Market’s free-fall proves it’s no time for complacency

Drop Show of hands: How many of you thought the world was ending yesterday afternoon?

OK, so I wasn't exactly sprinting for the bunker. But watching the stock market drop 1,000 points in 30 minutes is enough to make anyone sweat a bit.

Financial cops are trying to track down the cause of the cliff dive. So far, the blame has been pinned on everything from technical glitches and human error to unrest in Greece and fear of yet another global financial crisis.

For me, it brought back uneasy memories of a recent Fresh Air interview with counterterrorism advisor Richard Clarke, who warned of a new age of cyberterrorism -- a particularly disturbing thought, given the high-tech state of our financial system. That's probably a little paranoid of me, but still ...

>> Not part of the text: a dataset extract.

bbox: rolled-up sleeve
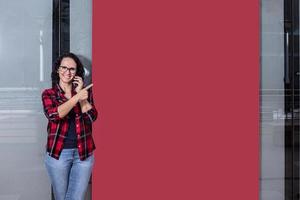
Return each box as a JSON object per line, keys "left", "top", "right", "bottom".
{"left": 42, "top": 90, "right": 62, "bottom": 122}
{"left": 82, "top": 89, "right": 98, "bottom": 123}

Whatever the cause, one thing is clear: There are still a lot of raw nerves in the investment community -- and still plenty of reasons to be diligent.

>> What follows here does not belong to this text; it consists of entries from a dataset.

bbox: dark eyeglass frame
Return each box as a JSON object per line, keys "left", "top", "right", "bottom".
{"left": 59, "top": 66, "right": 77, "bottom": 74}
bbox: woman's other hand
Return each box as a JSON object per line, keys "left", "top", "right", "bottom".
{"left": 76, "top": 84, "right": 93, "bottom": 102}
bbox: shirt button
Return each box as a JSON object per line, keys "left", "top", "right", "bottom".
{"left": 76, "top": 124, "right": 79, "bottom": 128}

We've seen evidence that the economy is on the verge of recovery. Certainly that's welcome news and reason for a bit of optimism.

But we can't let optimism turn into complacency. There's lots of uncertainty out there as well, and the Dow's recent plunge is just the latest example.

Sitting back and waiting for the rebound is no longer an option. As Tom Hood says, we need to be taking steps to position ourselves to come roaring out of the recession, but we need to do more than that.

Folks are lining up to make wholesale changes to our financial system. Some of those changes may be long overdue. Others, though, will undoubtedly bring unintended consequences to the financial system's good guys and the people they serve. That's where our diligence comes in. It's time to pay attention.

As Wall Street and Washington keep proving, we're not out of this yet.